Multiplexing is a networking technique that allows a single communication channel to be used instead of multiple communication channels. This means instead of wiring every individual diode to microcontroller we can reduce the number of wires required dramatically by soldering them together into a grid. We then read data from each diode (much in the same way as the LED array below) column by column and then row by row.

Figure 1: A diagram showing how multiplexing works across the array


Below is a full circuit diagram of the sensor and multiplexing set-up:

Figure 2: A circuit diagram showing how the photodiode array are connected in circuit with the multiplexers.


This is done using a separate analog and digital circuit. The digital circuit flicks through

Smoothing:

Once the data had been retrieved from ThingSpeak and the results produced using Matlab (fig.1 - noisy data), we considered the application of a mathematical filter to remove the noise. This resulted in the use of a sliding average filter to act as a basic low pass filter. It used 10 data points in each set to remove the smaller fluctuations (fig.2 - smoother, calibrated data). However, major bursts are not counteracted by this effect due to having a large influence on the data set.

ThingSpeak - Cloud Integration

Using a nodeMCU board further developed our device to send data in real time to the ThingSpeak server by WiFi. This is a community database that allows anyone with a login to see public data but will allow only the user to edit their personal data. As the photodiodes produced the data from the growth in the wells, the board sent the data to the server (fig.1 - data being uploaded to thingspeak), producing data points every 15 seconds. This loses less information between readings. However, the frequency of data readings can be adjusted to the requirements of the users.

Producing data and storing it in this manner enables the user to leave an experiment to run overnight, and be able to check the results in the morning with no data points missing. Typically when using a plate reader, the person conducting the experiment has to manually remove the well plate after each reading and place it back in the incubator. However, with the integration of the node board, our plate reader can sit in the incubator and deliver readings automatically. An alternative, when the incubator has no access to WiFi, is to use an Arduino for data storage and retrieve it the following morning. Both methods introduce the capability to allow measurements to be taken without anyone required in the lab out of hours.
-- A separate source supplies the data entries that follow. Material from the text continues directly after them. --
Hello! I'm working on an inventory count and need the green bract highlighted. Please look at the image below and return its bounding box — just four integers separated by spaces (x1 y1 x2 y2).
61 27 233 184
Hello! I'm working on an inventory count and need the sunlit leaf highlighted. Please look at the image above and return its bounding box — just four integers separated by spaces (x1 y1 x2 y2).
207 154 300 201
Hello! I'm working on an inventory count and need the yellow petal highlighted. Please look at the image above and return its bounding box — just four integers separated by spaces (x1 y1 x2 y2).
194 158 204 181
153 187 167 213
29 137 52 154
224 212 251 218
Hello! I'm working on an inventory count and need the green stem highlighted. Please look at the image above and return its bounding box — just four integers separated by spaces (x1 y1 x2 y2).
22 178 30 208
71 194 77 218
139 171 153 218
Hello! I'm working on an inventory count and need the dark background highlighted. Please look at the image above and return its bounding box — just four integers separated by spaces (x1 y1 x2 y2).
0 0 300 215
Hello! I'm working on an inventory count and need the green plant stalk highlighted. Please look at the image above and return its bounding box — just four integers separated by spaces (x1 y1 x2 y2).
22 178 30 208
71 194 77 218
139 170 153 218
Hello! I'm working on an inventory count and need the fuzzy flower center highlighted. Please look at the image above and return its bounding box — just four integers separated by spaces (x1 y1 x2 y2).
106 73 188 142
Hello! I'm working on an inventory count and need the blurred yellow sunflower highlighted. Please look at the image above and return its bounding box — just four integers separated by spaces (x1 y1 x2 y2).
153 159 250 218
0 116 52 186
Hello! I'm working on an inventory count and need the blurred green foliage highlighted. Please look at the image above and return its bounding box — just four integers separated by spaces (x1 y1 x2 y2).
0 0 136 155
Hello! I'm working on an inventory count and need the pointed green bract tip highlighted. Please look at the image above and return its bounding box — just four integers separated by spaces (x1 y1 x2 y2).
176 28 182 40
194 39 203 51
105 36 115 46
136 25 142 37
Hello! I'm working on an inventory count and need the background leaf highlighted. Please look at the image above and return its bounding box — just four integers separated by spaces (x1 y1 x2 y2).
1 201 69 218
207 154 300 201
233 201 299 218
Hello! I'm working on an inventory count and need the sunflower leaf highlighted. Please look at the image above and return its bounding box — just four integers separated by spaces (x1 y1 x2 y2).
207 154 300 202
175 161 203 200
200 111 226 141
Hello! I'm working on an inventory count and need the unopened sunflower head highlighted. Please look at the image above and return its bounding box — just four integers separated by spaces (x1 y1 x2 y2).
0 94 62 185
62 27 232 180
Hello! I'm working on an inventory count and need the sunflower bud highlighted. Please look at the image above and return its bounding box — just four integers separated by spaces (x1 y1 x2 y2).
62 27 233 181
ThingSpeak is a mathworks product, allowing ease of transfer of the data to Matlab. After completing this stage, the results can be smoothed to remove noise and then used to identify growth within the wells. Below is a screenshot of the thingspeak homepage.

Figure 3: The above picture is a screenshot of the thingspeak homepage. This server can be found at: www.thingspeak.com


Privacy

Patient Confidentiality:

After speaking to hospital labs about the application of our device to rapid detection of AMR, they raised the issue of patient confidentiality when sending critical patient data to the cloud. We then spoke to various members of research ethics staff at the university and decided that the best course of action was to design our own encryption software based on discrete mathematical models to ensure all data sent to the cloud did not compromise patient care. They also advised on best practices such as assigning patients anonymous identifier and then not sending information linking identifiers to their actual name through the same medium.

Cellular Automata:

The software uses a discrete mathematical model (based on cellular automata) similar to conway's game of life to generate a string of pseudo random numbers. It uses a JPEG image as an input, then performs image processing to convert it to a binary array and then performs the encryption algorithms on this data.This is then applied to data like a shift cypher and sent to the server. To decrypt the data the shift cypher is removed and the original data is obtained.

Figure 4: The above screenshot shows the encoding software that can be used to encode confidential paitent information.